GIALLO (2009 Dario Argento)


Auf der Suche nach ihrer Schwester schließt sich Linda dem wunderlichen Inspektor Enzo an, der vermutet dass die Gesuchte von einem Serienkiller gefangen gehalten wird...


Ein Mörder wie ein Simpson...

Dass es ein Argento-Film ist, der den Namen „Giallo“ tragen darf, jenes Italo-Genre, welches der Regisseur mitgeprägt hat, klingt zunächst legitim. Aber leider stimmt es was man so oft liest: der gute Mann ist längst nicht mehr solch ein begnadetes Genie wie zu Zeiten von „Phenomena“, „Profondo Rosso“ und „Suspiria“. Zwar ist „Giallo“ keinesfalls so unterirdisch ausgefallen wie Argentos Tiefpunkt „Mother of Tears“, aber der abgelieferte Thriller ist ein durchschnittliches, zu oberflächlich erzähltes Stück Genre-Kost mit der Härte eines Giallos und der Figurenzeichnung eines TV-Krimis.

Der Sonderling Enzo hätte von seiner Hintergrundgeschichte her und mit dem väterlichen Vorgesetzten im Rücken tatsächlich die Figur einer TV-Serie a la „Dexter“ werden können. Doch was theoretisch an Mystik und Tiefe vorhanden ist, wird unsensibel auf die Schnelle abgearbeitet, so dass man auch gleich von einem Durchschnitts-Kommissar hätte erzählen können. Gleiches gilt für die Geschichte selbst, die ein düsterer Alptraum hätte werden können, die aber so lustlos herunter erzählt wird, als hätten wir es hier mit einem Piloten zu tun der nie in Serie ging.

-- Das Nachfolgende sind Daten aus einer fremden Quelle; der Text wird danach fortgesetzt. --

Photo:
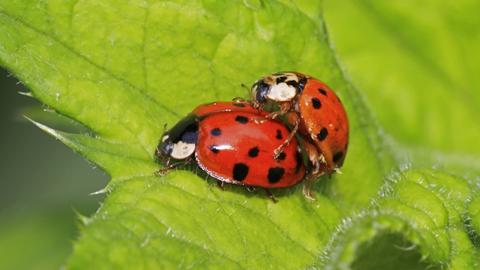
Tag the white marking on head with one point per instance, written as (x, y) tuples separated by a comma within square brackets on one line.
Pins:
[(182, 150), (282, 92)]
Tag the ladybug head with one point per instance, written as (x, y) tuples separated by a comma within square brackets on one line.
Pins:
[(278, 87), (179, 143)]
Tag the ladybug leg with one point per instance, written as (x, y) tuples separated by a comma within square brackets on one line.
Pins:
[(270, 195), (170, 166), (279, 149), (307, 188)]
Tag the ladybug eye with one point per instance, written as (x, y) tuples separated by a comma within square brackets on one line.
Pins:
[(182, 150), (282, 92), (260, 91)]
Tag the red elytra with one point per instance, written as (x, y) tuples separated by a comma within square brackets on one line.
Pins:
[(325, 120), (234, 148), (231, 144), (318, 110)]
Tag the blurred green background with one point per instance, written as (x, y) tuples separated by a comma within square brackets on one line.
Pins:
[(42, 185)]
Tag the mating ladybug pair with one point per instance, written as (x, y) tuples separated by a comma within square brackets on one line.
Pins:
[(294, 128)]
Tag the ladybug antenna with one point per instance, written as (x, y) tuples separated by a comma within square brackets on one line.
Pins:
[(246, 88), (164, 128)]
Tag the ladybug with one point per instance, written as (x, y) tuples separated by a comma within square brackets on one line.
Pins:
[(313, 109), (225, 140)]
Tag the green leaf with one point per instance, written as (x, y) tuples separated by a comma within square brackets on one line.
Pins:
[(125, 69)]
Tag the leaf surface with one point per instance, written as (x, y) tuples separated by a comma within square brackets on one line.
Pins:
[(124, 69)]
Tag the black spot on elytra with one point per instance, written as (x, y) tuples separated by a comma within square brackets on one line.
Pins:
[(337, 157), (316, 103), (322, 91), (299, 160), (241, 119), (216, 132), (214, 149), (240, 171), (279, 134), (253, 152), (241, 105), (275, 174), (280, 79), (322, 134)]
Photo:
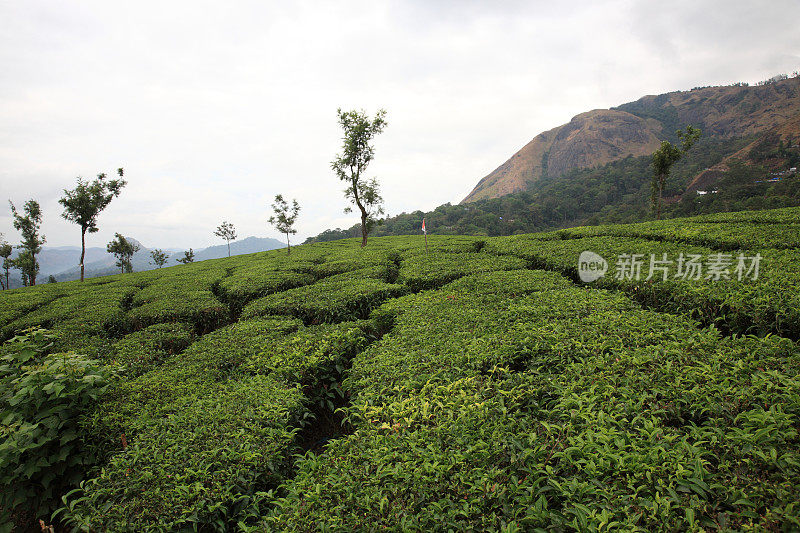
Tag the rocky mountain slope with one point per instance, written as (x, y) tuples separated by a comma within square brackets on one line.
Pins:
[(602, 136)]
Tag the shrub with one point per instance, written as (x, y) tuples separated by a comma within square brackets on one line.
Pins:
[(42, 397), (433, 270), (345, 297)]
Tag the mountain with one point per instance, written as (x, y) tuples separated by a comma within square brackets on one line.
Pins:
[(603, 136), (62, 261)]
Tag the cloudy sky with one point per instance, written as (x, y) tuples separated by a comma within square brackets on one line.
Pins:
[(214, 107)]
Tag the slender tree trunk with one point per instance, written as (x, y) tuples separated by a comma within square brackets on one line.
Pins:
[(83, 249), (363, 228)]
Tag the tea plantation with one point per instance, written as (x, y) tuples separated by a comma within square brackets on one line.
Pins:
[(477, 386)]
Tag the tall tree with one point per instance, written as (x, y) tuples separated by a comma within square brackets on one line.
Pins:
[(123, 250), (284, 218), (188, 257), (159, 257), (350, 165), (663, 159), (227, 232), (5, 254), (84, 203), (31, 243)]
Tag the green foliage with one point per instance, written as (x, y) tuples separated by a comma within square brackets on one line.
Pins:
[(29, 226), (226, 231), (347, 296), (159, 257), (5, 254), (123, 250), (206, 466), (352, 162), (43, 396), (284, 218), (188, 257), (83, 204), (434, 270), (343, 388), (663, 160), (142, 351)]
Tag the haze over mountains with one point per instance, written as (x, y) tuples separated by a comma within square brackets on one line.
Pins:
[(62, 261), (637, 128)]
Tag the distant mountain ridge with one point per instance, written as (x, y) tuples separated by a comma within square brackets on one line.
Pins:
[(637, 128), (62, 261)]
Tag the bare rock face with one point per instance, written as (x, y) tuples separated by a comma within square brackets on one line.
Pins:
[(637, 128), (599, 137), (593, 138)]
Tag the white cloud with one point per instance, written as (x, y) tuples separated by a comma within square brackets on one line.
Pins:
[(214, 108)]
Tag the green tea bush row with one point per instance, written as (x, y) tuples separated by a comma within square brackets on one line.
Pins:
[(427, 271), (343, 297), (144, 350), (729, 237), (767, 305), (206, 466), (206, 455), (556, 407)]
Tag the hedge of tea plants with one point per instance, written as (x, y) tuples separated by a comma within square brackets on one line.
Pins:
[(469, 383)]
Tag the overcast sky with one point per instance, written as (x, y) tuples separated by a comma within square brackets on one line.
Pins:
[(214, 107)]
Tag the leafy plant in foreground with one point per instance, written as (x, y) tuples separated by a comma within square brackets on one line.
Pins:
[(43, 396)]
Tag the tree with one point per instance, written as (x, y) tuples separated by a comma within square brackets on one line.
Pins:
[(5, 253), (663, 159), (284, 218), (84, 203), (123, 250), (159, 257), (31, 244), (350, 165), (227, 232), (188, 257)]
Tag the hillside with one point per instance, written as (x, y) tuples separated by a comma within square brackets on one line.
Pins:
[(62, 261), (635, 129), (477, 386)]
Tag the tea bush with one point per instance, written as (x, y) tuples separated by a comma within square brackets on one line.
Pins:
[(344, 297), (434, 270), (448, 388)]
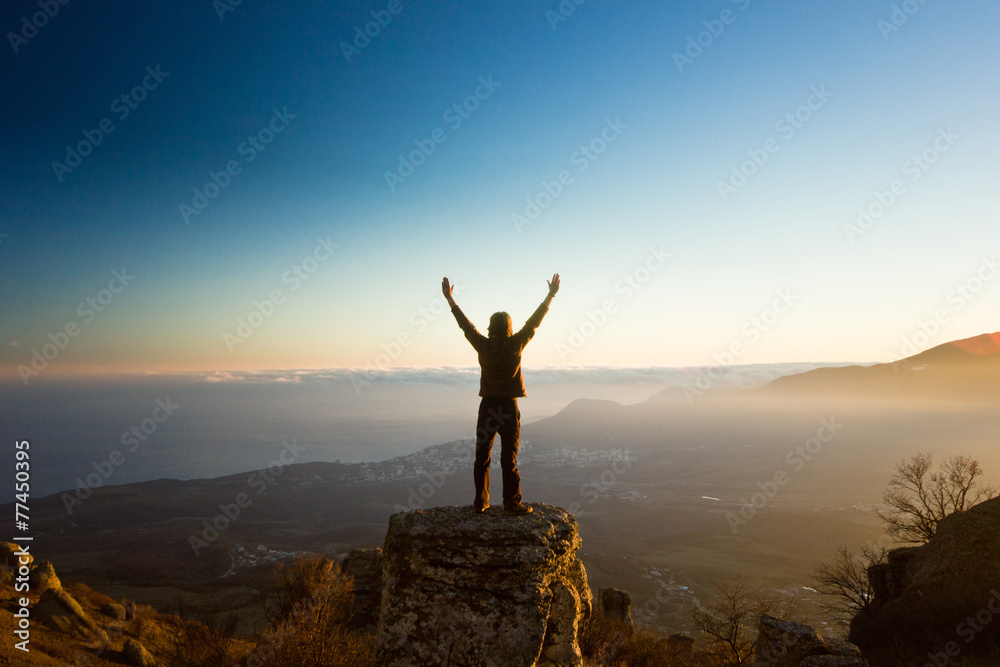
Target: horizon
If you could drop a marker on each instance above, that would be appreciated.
(278, 191)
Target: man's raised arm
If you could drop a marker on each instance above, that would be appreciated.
(528, 330)
(469, 329)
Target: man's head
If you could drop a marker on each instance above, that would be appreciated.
(500, 326)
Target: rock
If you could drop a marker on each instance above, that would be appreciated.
(43, 577)
(135, 653)
(681, 645)
(58, 610)
(462, 588)
(114, 610)
(925, 594)
(364, 566)
(782, 643)
(615, 603)
(9, 557)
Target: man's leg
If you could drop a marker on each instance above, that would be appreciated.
(485, 431)
(509, 418)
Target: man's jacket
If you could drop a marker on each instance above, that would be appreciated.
(500, 358)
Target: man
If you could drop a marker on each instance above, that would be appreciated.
(500, 386)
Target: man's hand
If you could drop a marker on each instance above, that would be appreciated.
(447, 288)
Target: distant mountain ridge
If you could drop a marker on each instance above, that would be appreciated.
(969, 366)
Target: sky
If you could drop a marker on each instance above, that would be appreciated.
(211, 186)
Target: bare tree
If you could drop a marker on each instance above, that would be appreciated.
(918, 498)
(730, 622)
(844, 582)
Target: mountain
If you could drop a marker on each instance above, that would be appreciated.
(966, 368)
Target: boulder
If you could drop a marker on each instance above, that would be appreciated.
(782, 643)
(114, 610)
(364, 566)
(9, 557)
(681, 645)
(462, 588)
(43, 577)
(58, 610)
(136, 654)
(615, 603)
(925, 595)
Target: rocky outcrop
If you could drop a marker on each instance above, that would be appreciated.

Argento unterbietet sein bereits recht maues Niveau von „Trauma“ und „Terror in der Oper“, welche trotz mittelmäßigem Ergebnis zumindest noch die Handschrift und den Kunstgehalt des Kult-Regisseurs erkennen ließen. „Giallo“ wirkt austauschbar, so als hätte ihn jeder x-beliebige Neuling inszenieren können. Psychologische Raffinesse blitzt erst in der vorletzten Szene auf, wenn sich die Wege der zwei Hauptfiguren trennen. Verzerrte Wahrnehmungen treffen aufeinander, die eine temporärer Natur, die andere hat längst Wurzeln im Gemüt geschlagen und fühlt sich um ein neues bestätigt. Nein was stecken in den Zutaten für Chancen, und man lässt sie links liegen, als wären sie gar nicht vorhanden, schade!

Im völligen Widerspruch zur schlichten Inszenierung braust uns eine musikalische Komposition um die Ohren, die in einen epischen Science Fiction viel eher hineingepasst hätte als in einen Kriminalfilm, der allein schon mit seinen zu den unpassendsten Zeitpunkten gewählten Rückblicken auf vergangene Ereignisse beweist, wie unsensibel er umgesetzt wurde. Ein Giallo wie ein TV-Film! Argento, was ist nur los mit Dir?